The BioMed Central Online portfolio offers a rich and diverse range of
electronic products. With scientific and medical databases, review
journals and 202 peer-reviewed research journals, BioMed Central
publishes an extensive online platform of products for the biology and
medical research community
Researchers spend 10.7 hours per week
“Researchers spend 10.7 hours per week in 2009 finding information compared to 5.5 hours in 2006″
According an Outsell study: STM End-User Survey Part 1 – Scientists and Engineers:
http://www.outsellinc.com/store/products/838
(reported by Elsevier Marketing into:
)
STM Publishing in 2009
Everything you must know about Science publishing is in the STM report 2009: the STM market figures, readers’ behaviors, new trends, web 2.0 impact, etc.
It is a follow up to the 2006 report, ‘Scientific publishing in transition: an overview of current developments,’ ‘The STM Report’ collected the available evidence and provides a comprehensive picture of the trends and currents in scholarly communication.
Ware, Mark and Mabe, Michael. The stm report : An overview of scientific and scholarly journals publishing.
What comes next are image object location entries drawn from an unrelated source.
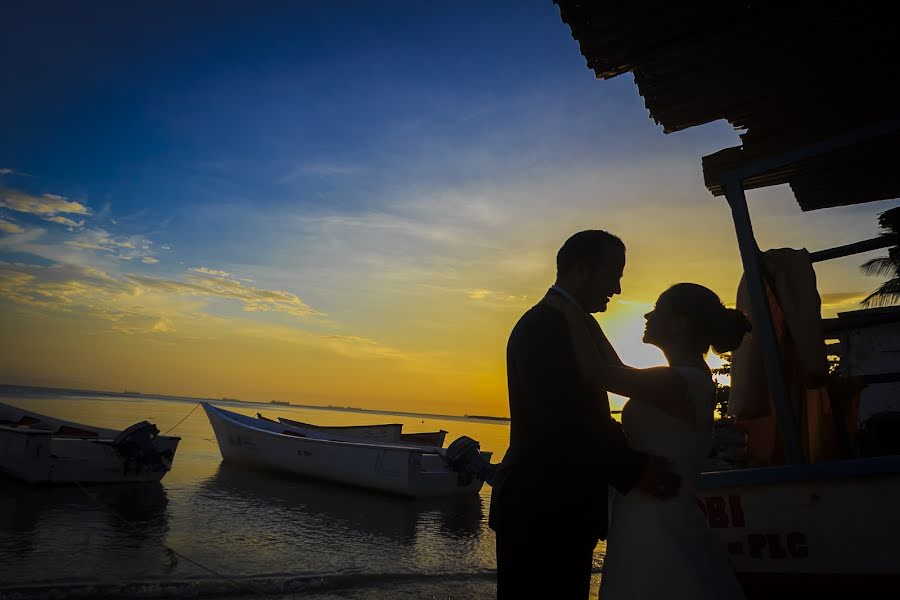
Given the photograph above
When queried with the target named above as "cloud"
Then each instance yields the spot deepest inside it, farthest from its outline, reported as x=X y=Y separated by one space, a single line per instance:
x=254 y=299
x=44 y=206
x=8 y=171
x=126 y=248
x=322 y=169
x=64 y=221
x=8 y=227
x=207 y=271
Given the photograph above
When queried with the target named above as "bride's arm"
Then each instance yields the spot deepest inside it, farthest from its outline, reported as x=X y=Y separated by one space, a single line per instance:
x=661 y=386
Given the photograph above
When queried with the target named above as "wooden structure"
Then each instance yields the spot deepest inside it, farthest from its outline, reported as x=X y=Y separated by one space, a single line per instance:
x=811 y=88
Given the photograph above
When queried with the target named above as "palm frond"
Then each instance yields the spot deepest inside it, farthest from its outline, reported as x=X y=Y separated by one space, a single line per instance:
x=887 y=294
x=883 y=266
x=889 y=220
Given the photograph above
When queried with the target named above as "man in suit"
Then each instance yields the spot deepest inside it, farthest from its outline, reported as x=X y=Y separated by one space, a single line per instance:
x=549 y=499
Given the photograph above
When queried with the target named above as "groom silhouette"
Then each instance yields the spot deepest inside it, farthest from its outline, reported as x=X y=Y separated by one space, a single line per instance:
x=549 y=499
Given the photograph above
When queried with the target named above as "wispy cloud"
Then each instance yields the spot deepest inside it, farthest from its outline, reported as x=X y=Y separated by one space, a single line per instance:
x=322 y=169
x=207 y=271
x=65 y=221
x=254 y=299
x=8 y=227
x=8 y=171
x=46 y=205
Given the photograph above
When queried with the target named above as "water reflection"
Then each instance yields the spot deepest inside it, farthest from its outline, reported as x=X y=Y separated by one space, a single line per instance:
x=291 y=502
x=116 y=529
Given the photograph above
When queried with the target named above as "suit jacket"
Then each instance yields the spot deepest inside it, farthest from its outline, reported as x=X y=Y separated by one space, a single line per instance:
x=565 y=447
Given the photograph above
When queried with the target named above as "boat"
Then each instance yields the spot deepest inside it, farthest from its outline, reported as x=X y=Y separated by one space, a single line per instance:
x=36 y=448
x=806 y=523
x=388 y=432
x=412 y=471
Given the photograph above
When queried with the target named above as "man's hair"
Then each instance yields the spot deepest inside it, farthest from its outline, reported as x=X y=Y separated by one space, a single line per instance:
x=593 y=247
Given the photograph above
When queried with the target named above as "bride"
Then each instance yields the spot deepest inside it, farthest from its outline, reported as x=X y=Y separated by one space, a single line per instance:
x=664 y=549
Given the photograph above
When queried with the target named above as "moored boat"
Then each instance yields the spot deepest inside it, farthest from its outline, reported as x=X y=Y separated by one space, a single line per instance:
x=388 y=432
x=397 y=469
x=40 y=449
x=819 y=519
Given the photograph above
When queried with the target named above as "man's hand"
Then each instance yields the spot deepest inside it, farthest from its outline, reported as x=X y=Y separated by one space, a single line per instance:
x=658 y=479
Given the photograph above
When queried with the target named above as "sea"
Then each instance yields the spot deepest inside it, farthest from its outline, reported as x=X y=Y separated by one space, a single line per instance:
x=216 y=530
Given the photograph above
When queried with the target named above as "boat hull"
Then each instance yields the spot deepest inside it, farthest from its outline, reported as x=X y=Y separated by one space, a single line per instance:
x=413 y=472
x=832 y=528
x=38 y=455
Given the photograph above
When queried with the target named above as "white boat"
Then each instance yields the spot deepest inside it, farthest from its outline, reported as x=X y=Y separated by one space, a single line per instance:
x=40 y=449
x=388 y=432
x=397 y=469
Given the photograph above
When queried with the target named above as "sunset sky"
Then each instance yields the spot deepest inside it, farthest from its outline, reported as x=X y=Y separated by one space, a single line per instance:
x=337 y=202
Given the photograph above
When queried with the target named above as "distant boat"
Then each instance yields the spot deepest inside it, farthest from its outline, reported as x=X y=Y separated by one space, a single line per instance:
x=396 y=469
x=40 y=449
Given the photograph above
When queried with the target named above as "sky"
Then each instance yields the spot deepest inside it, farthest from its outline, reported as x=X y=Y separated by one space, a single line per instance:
x=337 y=203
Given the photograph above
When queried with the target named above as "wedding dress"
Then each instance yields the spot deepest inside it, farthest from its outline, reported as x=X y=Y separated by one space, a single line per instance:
x=664 y=548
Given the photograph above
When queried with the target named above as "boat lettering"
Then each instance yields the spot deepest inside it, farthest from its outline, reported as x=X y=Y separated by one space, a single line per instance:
x=722 y=512
x=776 y=545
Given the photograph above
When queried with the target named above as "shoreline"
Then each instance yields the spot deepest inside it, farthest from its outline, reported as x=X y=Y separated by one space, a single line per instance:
x=128 y=394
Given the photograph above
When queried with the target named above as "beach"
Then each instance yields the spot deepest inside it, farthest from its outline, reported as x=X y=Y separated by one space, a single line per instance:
x=237 y=532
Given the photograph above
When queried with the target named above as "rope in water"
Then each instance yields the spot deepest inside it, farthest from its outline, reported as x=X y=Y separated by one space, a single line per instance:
x=170 y=552
x=183 y=419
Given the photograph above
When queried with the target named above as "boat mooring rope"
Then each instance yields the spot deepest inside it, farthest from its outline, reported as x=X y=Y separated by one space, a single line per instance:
x=171 y=552
x=182 y=420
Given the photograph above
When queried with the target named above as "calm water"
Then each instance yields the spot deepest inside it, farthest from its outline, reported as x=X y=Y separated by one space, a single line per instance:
x=262 y=535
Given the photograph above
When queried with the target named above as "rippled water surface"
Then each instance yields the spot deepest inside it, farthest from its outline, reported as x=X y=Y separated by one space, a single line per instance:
x=239 y=532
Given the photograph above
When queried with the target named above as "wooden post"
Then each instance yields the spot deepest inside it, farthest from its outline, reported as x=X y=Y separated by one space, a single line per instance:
x=763 y=329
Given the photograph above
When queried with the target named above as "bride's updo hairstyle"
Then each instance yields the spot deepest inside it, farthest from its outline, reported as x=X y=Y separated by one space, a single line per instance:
x=711 y=323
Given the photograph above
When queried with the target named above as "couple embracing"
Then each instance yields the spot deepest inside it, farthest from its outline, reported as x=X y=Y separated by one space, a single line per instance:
x=549 y=505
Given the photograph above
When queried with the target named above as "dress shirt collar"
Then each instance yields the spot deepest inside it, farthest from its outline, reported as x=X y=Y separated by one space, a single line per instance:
x=566 y=295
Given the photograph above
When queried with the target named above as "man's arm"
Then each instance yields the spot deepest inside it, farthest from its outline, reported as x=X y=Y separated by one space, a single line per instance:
x=542 y=354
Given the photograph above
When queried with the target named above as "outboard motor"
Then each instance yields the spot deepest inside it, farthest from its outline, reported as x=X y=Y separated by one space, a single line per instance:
x=135 y=446
x=464 y=457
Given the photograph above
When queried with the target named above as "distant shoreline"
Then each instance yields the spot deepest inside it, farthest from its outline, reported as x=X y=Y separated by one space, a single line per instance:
x=43 y=390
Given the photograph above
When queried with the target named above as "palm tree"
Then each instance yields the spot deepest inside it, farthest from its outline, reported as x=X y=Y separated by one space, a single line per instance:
x=885 y=266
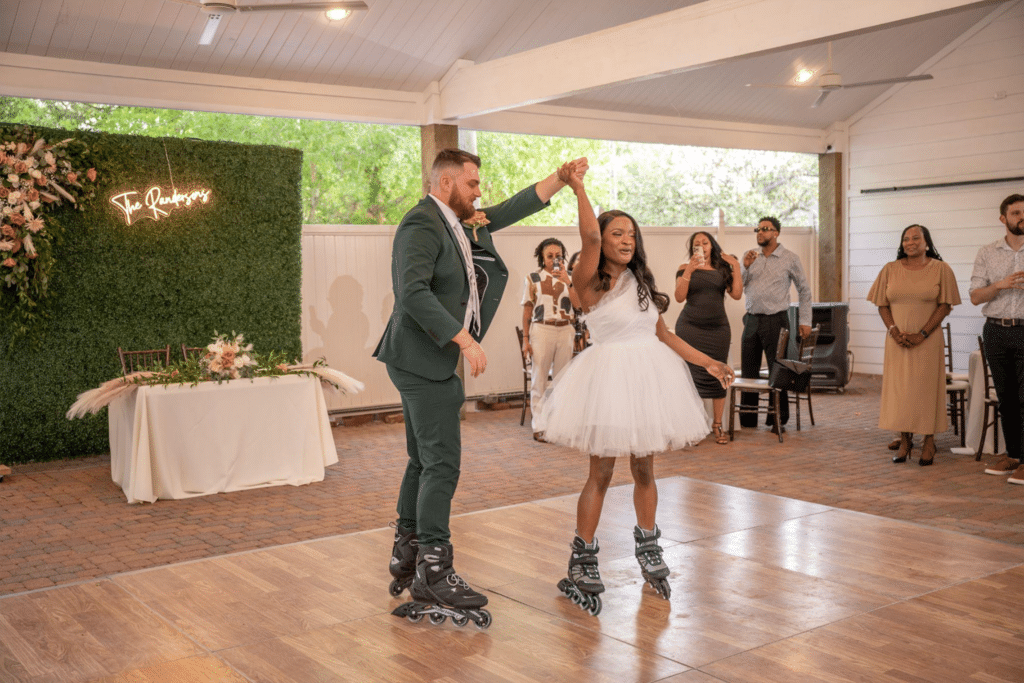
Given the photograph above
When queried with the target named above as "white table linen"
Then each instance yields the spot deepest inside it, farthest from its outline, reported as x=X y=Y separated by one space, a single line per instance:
x=179 y=440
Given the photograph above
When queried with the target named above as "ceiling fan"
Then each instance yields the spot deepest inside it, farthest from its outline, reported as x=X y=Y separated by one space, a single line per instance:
x=216 y=9
x=828 y=81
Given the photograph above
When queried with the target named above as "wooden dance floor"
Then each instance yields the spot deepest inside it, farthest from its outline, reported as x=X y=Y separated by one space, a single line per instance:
x=764 y=589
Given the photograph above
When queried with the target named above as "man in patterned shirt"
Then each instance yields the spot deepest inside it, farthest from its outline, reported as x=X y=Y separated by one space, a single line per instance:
x=768 y=272
x=997 y=282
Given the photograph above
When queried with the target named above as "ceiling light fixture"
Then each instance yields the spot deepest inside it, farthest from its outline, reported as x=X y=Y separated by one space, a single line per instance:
x=337 y=13
x=804 y=75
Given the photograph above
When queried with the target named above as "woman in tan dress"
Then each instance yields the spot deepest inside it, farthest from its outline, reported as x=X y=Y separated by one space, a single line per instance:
x=913 y=294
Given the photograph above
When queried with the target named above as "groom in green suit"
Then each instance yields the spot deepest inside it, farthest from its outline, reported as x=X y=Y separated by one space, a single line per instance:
x=448 y=281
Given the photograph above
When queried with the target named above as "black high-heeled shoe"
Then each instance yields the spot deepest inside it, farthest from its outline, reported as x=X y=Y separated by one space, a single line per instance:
x=906 y=445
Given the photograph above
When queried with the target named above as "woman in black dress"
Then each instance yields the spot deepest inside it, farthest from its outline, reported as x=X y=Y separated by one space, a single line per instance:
x=701 y=283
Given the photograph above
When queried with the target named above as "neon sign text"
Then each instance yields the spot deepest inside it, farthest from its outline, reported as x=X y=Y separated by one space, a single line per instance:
x=154 y=204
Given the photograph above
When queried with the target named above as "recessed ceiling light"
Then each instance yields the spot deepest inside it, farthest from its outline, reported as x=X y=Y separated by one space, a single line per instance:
x=804 y=75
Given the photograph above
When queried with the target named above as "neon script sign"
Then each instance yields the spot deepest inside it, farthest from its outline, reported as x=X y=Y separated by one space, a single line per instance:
x=155 y=204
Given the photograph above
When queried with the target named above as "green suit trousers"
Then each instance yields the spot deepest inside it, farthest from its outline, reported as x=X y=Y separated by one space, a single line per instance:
x=433 y=440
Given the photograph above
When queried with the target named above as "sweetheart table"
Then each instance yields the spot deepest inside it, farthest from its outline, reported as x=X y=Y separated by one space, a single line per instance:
x=174 y=441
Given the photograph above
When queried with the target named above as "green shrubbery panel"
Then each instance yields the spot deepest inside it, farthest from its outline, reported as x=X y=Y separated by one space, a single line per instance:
x=232 y=264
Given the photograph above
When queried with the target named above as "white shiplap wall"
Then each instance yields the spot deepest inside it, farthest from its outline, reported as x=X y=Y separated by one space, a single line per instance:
x=967 y=124
x=346 y=297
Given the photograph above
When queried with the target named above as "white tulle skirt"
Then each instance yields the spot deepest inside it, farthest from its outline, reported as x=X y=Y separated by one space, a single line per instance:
x=616 y=399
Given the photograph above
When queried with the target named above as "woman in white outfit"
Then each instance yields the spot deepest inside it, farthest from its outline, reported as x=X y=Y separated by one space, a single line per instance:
x=629 y=394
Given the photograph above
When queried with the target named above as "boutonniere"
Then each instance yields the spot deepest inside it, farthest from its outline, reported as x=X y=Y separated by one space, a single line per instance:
x=479 y=219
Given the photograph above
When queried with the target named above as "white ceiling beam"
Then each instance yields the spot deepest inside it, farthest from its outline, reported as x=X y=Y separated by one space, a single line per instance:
x=628 y=127
x=700 y=35
x=49 y=78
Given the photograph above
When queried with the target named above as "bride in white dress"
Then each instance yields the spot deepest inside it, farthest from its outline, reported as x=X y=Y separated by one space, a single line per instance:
x=628 y=394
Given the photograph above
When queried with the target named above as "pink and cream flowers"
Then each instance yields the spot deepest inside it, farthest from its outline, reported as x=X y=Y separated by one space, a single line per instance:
x=228 y=357
x=35 y=178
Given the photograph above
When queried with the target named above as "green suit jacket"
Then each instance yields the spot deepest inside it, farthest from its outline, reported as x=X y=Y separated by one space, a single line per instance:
x=431 y=290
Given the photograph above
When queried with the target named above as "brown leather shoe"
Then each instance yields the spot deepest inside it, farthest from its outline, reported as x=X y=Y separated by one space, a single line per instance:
x=927 y=453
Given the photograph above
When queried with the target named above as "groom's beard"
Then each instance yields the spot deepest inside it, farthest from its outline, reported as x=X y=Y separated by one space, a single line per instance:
x=459 y=203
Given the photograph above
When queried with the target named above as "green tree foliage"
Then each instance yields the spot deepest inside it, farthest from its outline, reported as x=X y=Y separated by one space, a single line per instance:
x=370 y=174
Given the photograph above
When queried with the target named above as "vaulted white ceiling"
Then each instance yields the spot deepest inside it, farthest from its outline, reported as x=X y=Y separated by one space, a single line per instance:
x=482 y=60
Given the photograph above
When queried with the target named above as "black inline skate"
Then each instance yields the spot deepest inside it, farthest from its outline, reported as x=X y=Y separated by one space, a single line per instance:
x=652 y=565
x=403 y=553
x=439 y=593
x=584 y=584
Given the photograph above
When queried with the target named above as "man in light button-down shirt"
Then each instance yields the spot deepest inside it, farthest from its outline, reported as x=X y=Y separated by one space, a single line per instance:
x=768 y=271
x=997 y=282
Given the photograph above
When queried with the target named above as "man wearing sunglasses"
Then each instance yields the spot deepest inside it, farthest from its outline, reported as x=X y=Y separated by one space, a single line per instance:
x=768 y=271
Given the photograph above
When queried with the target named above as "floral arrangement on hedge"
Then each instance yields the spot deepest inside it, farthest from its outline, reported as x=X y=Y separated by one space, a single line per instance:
x=226 y=358
x=35 y=179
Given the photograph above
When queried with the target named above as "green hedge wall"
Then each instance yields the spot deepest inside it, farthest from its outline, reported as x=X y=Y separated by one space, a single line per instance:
x=233 y=264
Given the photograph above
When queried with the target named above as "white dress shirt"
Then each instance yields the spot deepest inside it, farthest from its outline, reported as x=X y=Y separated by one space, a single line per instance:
x=472 y=319
x=994 y=262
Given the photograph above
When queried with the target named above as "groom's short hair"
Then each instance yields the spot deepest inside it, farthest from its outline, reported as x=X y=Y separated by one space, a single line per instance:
x=451 y=161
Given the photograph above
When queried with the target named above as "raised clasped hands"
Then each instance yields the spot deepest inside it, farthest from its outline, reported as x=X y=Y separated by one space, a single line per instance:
x=572 y=172
x=723 y=373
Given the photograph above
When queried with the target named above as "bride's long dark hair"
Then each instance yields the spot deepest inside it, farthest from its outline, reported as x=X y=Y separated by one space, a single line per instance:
x=646 y=291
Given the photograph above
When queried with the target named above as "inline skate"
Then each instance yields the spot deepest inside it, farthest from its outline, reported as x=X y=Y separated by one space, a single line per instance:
x=439 y=593
x=403 y=553
x=652 y=565
x=584 y=584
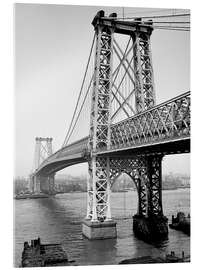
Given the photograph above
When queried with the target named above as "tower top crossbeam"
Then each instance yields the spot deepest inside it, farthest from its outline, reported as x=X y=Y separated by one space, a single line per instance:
x=122 y=27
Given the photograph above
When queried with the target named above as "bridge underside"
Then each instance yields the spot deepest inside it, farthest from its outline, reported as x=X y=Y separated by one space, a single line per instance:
x=180 y=146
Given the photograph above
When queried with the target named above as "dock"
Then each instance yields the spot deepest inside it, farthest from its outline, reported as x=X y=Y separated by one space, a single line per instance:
x=40 y=255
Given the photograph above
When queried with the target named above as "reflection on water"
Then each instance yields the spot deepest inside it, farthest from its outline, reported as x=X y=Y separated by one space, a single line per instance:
x=58 y=219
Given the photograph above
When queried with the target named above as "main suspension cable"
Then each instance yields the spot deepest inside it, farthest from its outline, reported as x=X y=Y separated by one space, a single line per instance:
x=79 y=96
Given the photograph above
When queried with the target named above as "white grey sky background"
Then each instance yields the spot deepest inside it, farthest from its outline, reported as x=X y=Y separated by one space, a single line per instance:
x=52 y=44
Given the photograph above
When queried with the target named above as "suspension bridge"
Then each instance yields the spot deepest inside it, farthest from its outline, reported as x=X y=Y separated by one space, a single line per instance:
x=128 y=131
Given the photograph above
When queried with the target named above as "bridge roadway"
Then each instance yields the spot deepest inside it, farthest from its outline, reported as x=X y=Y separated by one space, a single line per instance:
x=163 y=129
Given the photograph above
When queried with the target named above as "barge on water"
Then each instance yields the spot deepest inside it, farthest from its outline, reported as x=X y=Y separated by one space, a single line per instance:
x=181 y=223
x=169 y=258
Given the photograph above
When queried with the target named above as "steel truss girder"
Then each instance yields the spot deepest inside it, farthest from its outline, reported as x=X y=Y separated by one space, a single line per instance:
x=169 y=120
x=145 y=172
x=100 y=108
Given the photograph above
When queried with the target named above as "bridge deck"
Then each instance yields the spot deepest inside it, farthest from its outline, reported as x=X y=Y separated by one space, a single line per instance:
x=163 y=129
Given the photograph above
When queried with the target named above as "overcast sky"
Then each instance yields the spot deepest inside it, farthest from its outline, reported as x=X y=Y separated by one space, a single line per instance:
x=52 y=44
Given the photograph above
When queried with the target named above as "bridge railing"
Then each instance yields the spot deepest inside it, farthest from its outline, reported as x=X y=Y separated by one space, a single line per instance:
x=168 y=120
x=79 y=146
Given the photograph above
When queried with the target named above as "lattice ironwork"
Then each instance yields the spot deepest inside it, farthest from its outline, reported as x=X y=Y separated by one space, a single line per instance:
x=154 y=185
x=145 y=172
x=100 y=110
x=43 y=149
x=169 y=120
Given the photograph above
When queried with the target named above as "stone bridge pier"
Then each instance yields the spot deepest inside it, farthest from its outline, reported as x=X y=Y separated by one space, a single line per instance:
x=42 y=184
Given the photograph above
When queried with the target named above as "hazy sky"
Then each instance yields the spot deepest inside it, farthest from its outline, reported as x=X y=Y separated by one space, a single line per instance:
x=52 y=44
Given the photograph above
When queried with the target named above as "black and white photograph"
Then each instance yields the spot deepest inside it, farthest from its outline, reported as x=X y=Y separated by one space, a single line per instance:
x=102 y=135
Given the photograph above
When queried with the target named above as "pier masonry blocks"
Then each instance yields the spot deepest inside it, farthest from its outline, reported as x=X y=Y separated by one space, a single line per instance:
x=99 y=230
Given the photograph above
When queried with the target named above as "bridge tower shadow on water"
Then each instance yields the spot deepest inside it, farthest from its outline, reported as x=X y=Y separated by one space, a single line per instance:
x=145 y=170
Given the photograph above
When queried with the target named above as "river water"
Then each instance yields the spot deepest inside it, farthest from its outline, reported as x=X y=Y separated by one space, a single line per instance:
x=58 y=219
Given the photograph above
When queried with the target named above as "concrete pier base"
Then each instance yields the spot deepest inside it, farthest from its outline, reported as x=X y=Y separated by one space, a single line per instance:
x=99 y=230
x=150 y=229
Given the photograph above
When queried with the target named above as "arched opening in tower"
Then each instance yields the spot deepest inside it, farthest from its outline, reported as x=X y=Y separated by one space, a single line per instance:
x=124 y=198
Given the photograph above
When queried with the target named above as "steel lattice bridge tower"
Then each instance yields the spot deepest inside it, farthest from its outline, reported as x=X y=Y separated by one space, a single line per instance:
x=135 y=145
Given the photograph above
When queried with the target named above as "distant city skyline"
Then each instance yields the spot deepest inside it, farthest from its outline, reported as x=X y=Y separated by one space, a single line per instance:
x=51 y=50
September 2009. Online:
http://www.stm-assoc.org/news.php?id=255&PHPSESSID=3c5575d0663c0e04a4600d7f04afe91f
Some facts and findings:
- The annual revenues generated from English-language STM journal publishing are estimated at about $8 billion in 2008, up by 6-7% compared to 2007.
- There were about 25,400 active scholarly peer-reviewed journals in early 2009, collectively publishing about 1.5 million articles a year.
- Although this report focuses primarily on journals, the ebook market is evolving and growing rapidly.
- Despite a transformation in the way journals are published, researchers’ core motivations for publishing appear largely unchanged, focused on funding and furthering the author’s career.
- Reading patterns are changing, however, with researchers reading more, averaging 270 articles per year, but spending less time per article, with reading times down from 45-50 minutes in the mid-1990s to just over 30 minutes. Access and navigation to articles is increasingly driven by search rather than browsing.
- The research community continues to see peer review as fundamental to scholarly communication and appears committed to it despite some perceived shortcomings. The typical reviewer spends 5 hours per review and reviews some 8 articles a year.
- The vast majority of STM journals are now available online, with 96% of STM.
- Social media and other “Web 2.0” tools have yet to make the impact on scholarly communication that they have done on the wider consumer web. Most researchers do not for instance read blogs regularly or make use of emerging social tools. This may be for a variety of reasons: a reluctance to introduce informal processes into the formal publication process; because the first wave of tools did not take sufficient account of the particular needs of researchers; a lack of incentives for researchers, including the lack of attribution for informal contributions; a lack of critical mass; and simply a lack to time to experiment with new media.
- There are between 3400 (according to the Open J-Gate directory) and 4300 (DOAJ) open access peer reviewed journals. It is estimated that about 2% of articles are published in full open access journals, another 5% in journals offering delayed open access within 12 months, and under 1% under the optional (hybrid) model.